Middlebury

Weeding, Deaccessioning, Withdraw, Replacements

Revision as of 14:21, 3 January 2013 by Rebekah Irwin (talk | contribs)


Criteria Used When Considering Items to Withdraw

Learn more about the criteria here.



Items Withdrawn by Way of Staff Weeding

  1. Before deaccessioning library items, review Criteria Used When Considering Items to Withdraw, (see above).
  2. Notify Collections Management (CM) with the estimated start date of your deaccessioning work along with an estimate of the number of titles to be withdrawn.
  3. Place items with yellow WITHDRAW flags in CM workspace (or other mutually agreed upon location)


Items Withdrawn by Way of Staff Weeding at the Davison Science Library

  1. Recycle books/journals at Bi Hall
  2. Send an email or spreadsheet list to Collections Management staff with the following details: [Title], [Call number], [years/volumes being withdrawn], [years of bound volumes being retained (if any)]


Internal Withdrawal Workflow Steps for CM

  1. CM changes b-code 3 to “d” (delete).
  2. See steps 4-7 below.


Missing Items


Most missing items are reported to CM by Circulation. See their documentation for Missing Item Replacement.

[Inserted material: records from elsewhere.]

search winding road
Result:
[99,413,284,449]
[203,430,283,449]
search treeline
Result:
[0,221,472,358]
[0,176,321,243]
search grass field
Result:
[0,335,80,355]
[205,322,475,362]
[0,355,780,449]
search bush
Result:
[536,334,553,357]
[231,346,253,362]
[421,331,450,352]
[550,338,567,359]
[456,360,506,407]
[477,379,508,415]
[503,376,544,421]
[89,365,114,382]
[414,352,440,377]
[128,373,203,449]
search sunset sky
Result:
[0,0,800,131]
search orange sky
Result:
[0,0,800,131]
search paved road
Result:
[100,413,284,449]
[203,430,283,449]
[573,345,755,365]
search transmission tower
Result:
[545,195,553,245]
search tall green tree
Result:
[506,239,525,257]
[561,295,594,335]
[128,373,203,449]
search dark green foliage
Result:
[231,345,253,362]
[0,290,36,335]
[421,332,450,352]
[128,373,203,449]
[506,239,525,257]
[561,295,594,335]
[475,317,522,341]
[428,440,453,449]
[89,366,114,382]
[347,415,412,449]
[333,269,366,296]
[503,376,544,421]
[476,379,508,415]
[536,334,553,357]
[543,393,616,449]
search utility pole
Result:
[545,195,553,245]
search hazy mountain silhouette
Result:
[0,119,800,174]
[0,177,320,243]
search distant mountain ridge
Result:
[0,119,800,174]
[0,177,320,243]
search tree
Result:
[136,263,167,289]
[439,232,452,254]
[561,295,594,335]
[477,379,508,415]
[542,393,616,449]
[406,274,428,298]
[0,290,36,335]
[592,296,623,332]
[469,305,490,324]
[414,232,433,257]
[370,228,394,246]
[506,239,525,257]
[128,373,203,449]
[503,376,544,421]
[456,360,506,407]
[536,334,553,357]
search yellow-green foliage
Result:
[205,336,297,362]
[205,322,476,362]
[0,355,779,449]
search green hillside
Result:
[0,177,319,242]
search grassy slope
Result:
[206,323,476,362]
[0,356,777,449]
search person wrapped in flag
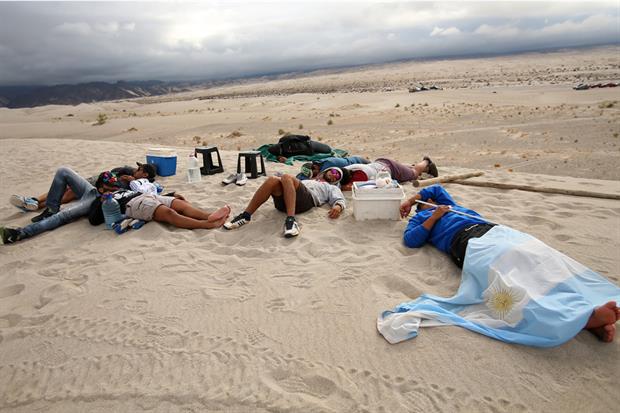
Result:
[377,185,620,347]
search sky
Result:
[0,0,620,86]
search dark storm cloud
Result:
[0,1,620,85]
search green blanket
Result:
[255,144,349,165]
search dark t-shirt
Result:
[88,189,142,225]
[86,165,137,189]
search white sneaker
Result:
[9,195,39,211]
[222,174,237,185]
[224,214,251,230]
[284,218,299,238]
[236,173,248,186]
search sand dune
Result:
[0,45,620,412]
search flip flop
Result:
[207,205,231,222]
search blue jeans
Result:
[21,167,97,238]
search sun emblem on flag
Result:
[483,274,527,325]
[487,288,517,320]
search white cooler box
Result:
[353,181,405,221]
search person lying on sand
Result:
[224,174,346,238]
[0,167,103,244]
[377,185,620,347]
[267,135,332,162]
[88,171,230,229]
[318,156,439,191]
[10,162,156,214]
[297,156,370,180]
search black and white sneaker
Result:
[9,195,39,211]
[224,212,251,230]
[31,208,56,222]
[0,227,20,244]
[222,174,237,185]
[235,172,248,186]
[284,217,299,238]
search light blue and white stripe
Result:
[377,226,620,347]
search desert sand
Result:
[0,47,620,412]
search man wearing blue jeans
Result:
[0,167,98,244]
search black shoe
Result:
[0,227,20,244]
[422,156,439,178]
[284,217,299,238]
[31,208,56,222]
[224,211,252,230]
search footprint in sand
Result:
[0,284,26,299]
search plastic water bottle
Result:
[375,170,392,188]
[187,153,202,184]
[101,193,125,229]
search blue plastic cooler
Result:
[146,148,177,176]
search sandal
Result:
[422,156,439,178]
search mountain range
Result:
[0,80,189,108]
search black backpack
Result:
[270,135,314,158]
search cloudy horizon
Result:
[0,1,620,86]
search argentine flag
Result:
[377,225,620,347]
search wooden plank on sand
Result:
[450,178,620,200]
[413,171,484,188]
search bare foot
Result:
[207,205,230,222]
[585,301,618,343]
[588,324,616,343]
[202,215,228,229]
[585,301,617,329]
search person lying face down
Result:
[377,185,620,347]
[224,174,346,238]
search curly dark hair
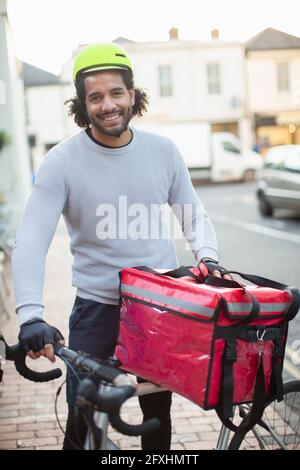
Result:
[64,70,149,128]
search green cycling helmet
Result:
[73,42,133,82]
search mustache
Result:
[96,109,123,119]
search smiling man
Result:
[12,43,227,450]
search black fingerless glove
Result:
[19,318,64,352]
[200,258,228,275]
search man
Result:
[12,43,229,449]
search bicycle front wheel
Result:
[228,380,300,450]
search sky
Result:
[7,0,300,73]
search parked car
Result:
[257,145,300,216]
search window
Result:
[45,142,57,152]
[264,146,286,170]
[158,65,173,97]
[207,63,221,95]
[222,140,241,153]
[277,62,290,91]
[284,146,300,173]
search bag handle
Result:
[224,271,300,321]
[134,266,260,323]
[134,266,205,284]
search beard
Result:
[89,106,132,137]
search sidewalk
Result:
[0,221,220,450]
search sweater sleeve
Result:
[168,143,218,263]
[12,149,67,325]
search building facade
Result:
[245,28,300,152]
[0,0,31,244]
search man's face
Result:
[84,70,134,137]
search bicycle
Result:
[0,336,300,450]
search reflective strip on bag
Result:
[121,284,215,318]
[227,302,290,313]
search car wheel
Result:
[258,194,273,217]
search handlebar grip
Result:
[6,344,62,382]
[109,413,160,436]
[77,379,160,436]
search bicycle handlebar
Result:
[0,336,160,436]
[0,336,62,382]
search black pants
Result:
[63,297,171,450]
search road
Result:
[176,183,300,379]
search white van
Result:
[134,120,263,182]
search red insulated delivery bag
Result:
[116,266,300,427]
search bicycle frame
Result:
[84,382,230,450]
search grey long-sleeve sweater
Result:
[12,128,217,324]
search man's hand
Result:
[199,258,234,281]
[19,319,65,362]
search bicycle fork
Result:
[84,384,120,450]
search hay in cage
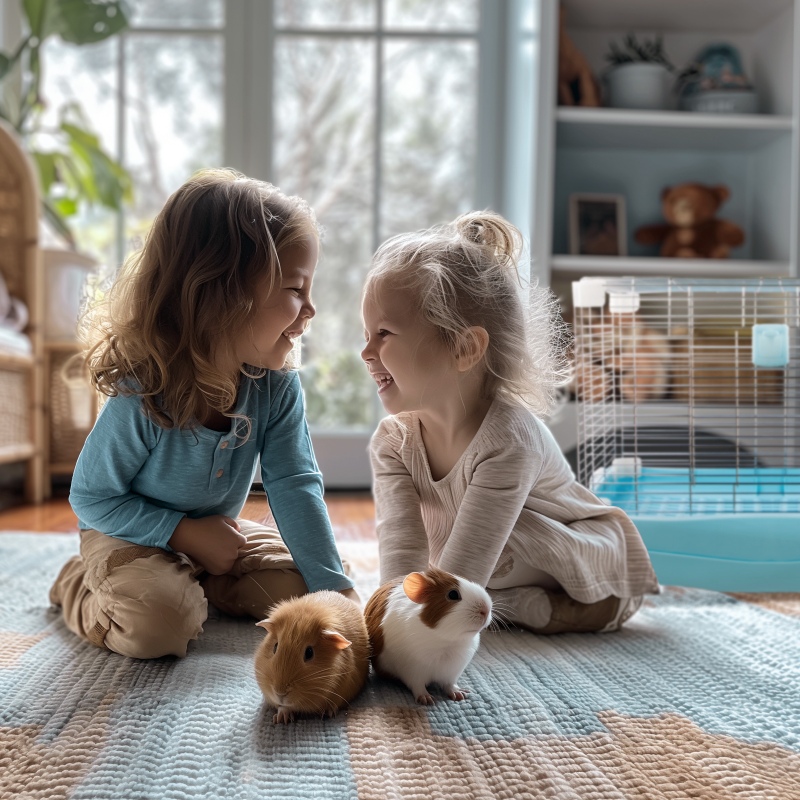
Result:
[573,278,800,591]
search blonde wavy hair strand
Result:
[364,211,571,416]
[79,169,319,438]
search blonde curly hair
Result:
[79,169,319,428]
[364,211,570,416]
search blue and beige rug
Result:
[0,533,800,800]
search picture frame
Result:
[569,193,628,257]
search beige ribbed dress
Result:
[370,399,659,603]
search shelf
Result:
[556,106,792,151]
[563,0,791,36]
[550,255,791,278]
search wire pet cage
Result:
[573,278,800,591]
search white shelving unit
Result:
[531,0,800,450]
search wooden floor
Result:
[0,492,375,541]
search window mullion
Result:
[115,33,128,264]
[224,0,276,181]
[372,0,384,252]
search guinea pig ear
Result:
[403,572,430,603]
[322,630,353,650]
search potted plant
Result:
[605,33,675,109]
[0,0,132,248]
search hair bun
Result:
[453,211,522,266]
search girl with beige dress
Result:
[361,212,659,633]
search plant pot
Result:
[680,89,758,114]
[606,62,669,109]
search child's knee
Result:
[203,569,308,619]
[98,557,208,658]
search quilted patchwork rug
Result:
[0,533,800,800]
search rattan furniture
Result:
[0,120,45,503]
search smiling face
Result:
[361,284,458,414]
[235,236,319,369]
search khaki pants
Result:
[50,519,308,658]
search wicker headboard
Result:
[0,120,41,320]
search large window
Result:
[272,0,478,429]
[31,0,539,486]
[44,0,224,270]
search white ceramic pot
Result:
[606,62,669,109]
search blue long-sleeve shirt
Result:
[69,371,353,591]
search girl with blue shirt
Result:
[50,170,359,658]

  1. Circulation notifies Acquisitions of titles to be replaced.
  2. Circulation notifies Catalog Management (CM) staff of titles to be withdrawn.
  3. Acquisitions searches for lost items/replaces item.
  4. CM changes b-code 3 to “d” (delete). This suppresses the record from the public catalog and notifies Summon when records have been deleted.
  5. Delete item records.
  6. Weekly update files of revised records are sent to Serials Solutions.
  7. After weekly update file, MARC records marked "d" can be deleted.

Updating OCLC Holdings for Withdrawn Items


MARC record contains 001: Do not update OCLC manually (this will be automated by CM)

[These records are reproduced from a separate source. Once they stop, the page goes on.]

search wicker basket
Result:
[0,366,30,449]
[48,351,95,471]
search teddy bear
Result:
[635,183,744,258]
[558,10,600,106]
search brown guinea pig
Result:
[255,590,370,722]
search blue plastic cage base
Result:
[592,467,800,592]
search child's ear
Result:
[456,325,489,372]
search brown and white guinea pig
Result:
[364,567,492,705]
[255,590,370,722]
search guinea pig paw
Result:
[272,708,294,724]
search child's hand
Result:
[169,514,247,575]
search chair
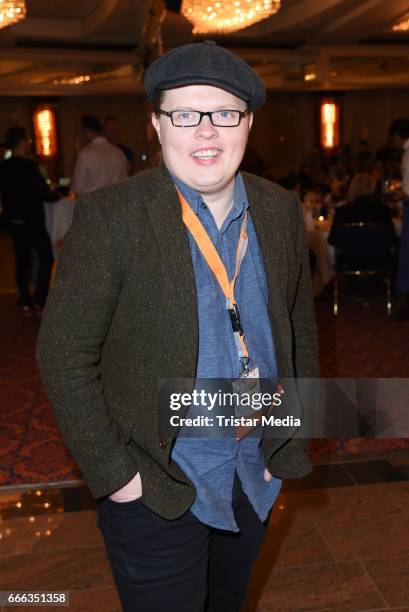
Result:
[333,222,395,315]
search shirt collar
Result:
[171,172,249,219]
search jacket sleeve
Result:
[37,196,138,497]
[290,195,319,378]
[289,195,320,450]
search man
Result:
[102,115,135,176]
[328,173,395,246]
[0,126,60,316]
[71,115,127,196]
[388,119,409,319]
[38,42,317,612]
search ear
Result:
[151,113,162,144]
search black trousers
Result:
[98,476,266,612]
[10,222,54,306]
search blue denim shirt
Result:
[172,174,281,531]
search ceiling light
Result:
[0,0,27,28]
[181,0,281,34]
[392,19,409,32]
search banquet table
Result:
[44,198,75,255]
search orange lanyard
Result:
[177,190,249,371]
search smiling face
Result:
[152,85,253,200]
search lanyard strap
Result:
[177,190,249,370]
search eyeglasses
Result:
[157,109,250,127]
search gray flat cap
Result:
[144,40,266,111]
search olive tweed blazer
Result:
[37,166,318,519]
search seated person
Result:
[328,173,395,246]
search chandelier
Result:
[181,0,281,34]
[0,0,27,28]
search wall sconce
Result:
[320,100,340,149]
[33,105,57,157]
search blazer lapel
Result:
[242,173,291,376]
[143,166,198,360]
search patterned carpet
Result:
[0,295,409,485]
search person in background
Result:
[328,173,395,246]
[102,115,135,176]
[388,119,409,319]
[71,115,128,196]
[0,126,61,316]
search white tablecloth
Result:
[44,198,75,245]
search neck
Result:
[202,183,234,229]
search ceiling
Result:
[0,0,409,96]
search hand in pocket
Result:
[109,472,142,503]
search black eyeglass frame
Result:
[156,108,251,128]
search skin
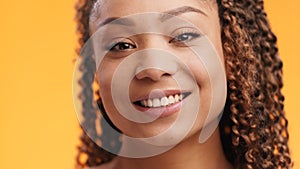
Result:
[90,0,231,169]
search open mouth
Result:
[133,92,191,108]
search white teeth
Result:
[140,94,183,107]
[160,97,169,106]
[153,99,161,107]
[169,96,175,104]
[147,99,152,107]
[175,94,179,102]
[179,94,183,101]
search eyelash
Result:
[107,41,136,52]
[107,31,201,52]
[169,31,201,44]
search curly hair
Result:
[75,0,293,169]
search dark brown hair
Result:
[76,0,292,169]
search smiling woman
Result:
[72,0,292,169]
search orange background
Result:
[0,0,300,169]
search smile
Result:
[133,92,191,108]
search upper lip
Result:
[132,89,191,103]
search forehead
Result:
[90,0,215,22]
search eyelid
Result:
[105,37,136,51]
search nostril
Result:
[136,68,170,81]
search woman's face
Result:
[90,0,224,141]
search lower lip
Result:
[134,101,182,118]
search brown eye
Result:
[109,42,136,51]
[170,32,200,43]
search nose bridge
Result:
[136,49,177,81]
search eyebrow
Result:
[98,6,207,27]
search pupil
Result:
[120,43,130,49]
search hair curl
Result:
[75,0,293,169]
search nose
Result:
[135,49,178,81]
[136,68,171,81]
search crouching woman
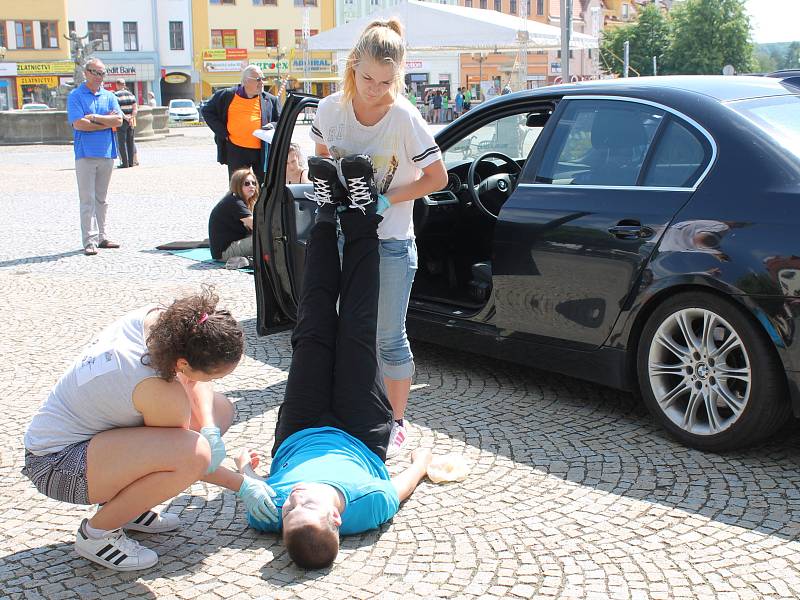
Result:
[23,290,274,571]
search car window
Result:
[642,119,707,187]
[536,100,664,186]
[730,95,800,156]
[442,114,542,167]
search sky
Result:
[746,0,800,44]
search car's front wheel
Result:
[637,292,790,451]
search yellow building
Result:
[192,0,336,98]
[0,0,73,110]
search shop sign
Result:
[203,48,247,60]
[290,58,331,73]
[164,73,189,83]
[106,63,136,77]
[17,76,58,87]
[17,62,75,75]
[203,60,245,73]
[251,60,289,74]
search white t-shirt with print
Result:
[311,92,442,240]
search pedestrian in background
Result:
[203,65,280,185]
[67,58,123,256]
[114,79,139,169]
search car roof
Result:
[498,75,797,102]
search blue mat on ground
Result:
[162,248,253,273]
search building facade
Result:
[0,0,69,110]
[200,0,338,98]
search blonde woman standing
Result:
[309,19,447,458]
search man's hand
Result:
[200,425,226,473]
[236,475,278,523]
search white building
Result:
[67,0,197,104]
[335,0,461,99]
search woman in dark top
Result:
[208,168,258,260]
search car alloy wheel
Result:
[637,291,790,451]
[648,308,752,435]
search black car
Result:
[255,77,800,451]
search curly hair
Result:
[142,287,244,381]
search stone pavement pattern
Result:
[0,130,800,599]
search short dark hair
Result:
[283,516,339,569]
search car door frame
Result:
[253,92,320,335]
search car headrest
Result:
[592,110,647,149]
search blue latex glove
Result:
[200,427,225,473]
[236,475,278,523]
[375,194,392,215]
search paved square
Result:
[0,129,800,599]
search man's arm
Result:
[392,448,433,502]
[203,90,228,138]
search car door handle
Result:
[608,225,653,240]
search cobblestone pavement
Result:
[0,129,800,599]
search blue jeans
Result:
[378,240,417,380]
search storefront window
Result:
[39,21,58,48]
[86,21,111,52]
[14,21,33,49]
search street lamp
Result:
[471,52,489,100]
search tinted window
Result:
[642,119,707,187]
[536,100,664,186]
[730,96,800,156]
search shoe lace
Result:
[305,177,336,206]
[347,177,374,213]
[109,529,143,556]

MARC record *does not* contain 001: Update OCLC manually


General Rules for Added Copies

Withdraw already owned only if it is lost or damaged


General Rules for Added Editions

  1. Withdraw previous editons for medical, legal, or other fields where information can beome obsolete
  2. If checked out 3 or more times keep previous edition
  3. Withdraw previous edition if new edition is revised or updated with new information
  4. Fiction/poetry: keep previous edition
  5. Translation into a different language: keep previous edition
  6. REF: If previous edition lives in REF, ask appropriate liaison if that one is to be moved to stacks or withdrawn. Newest editions will replace the edition currently in REF.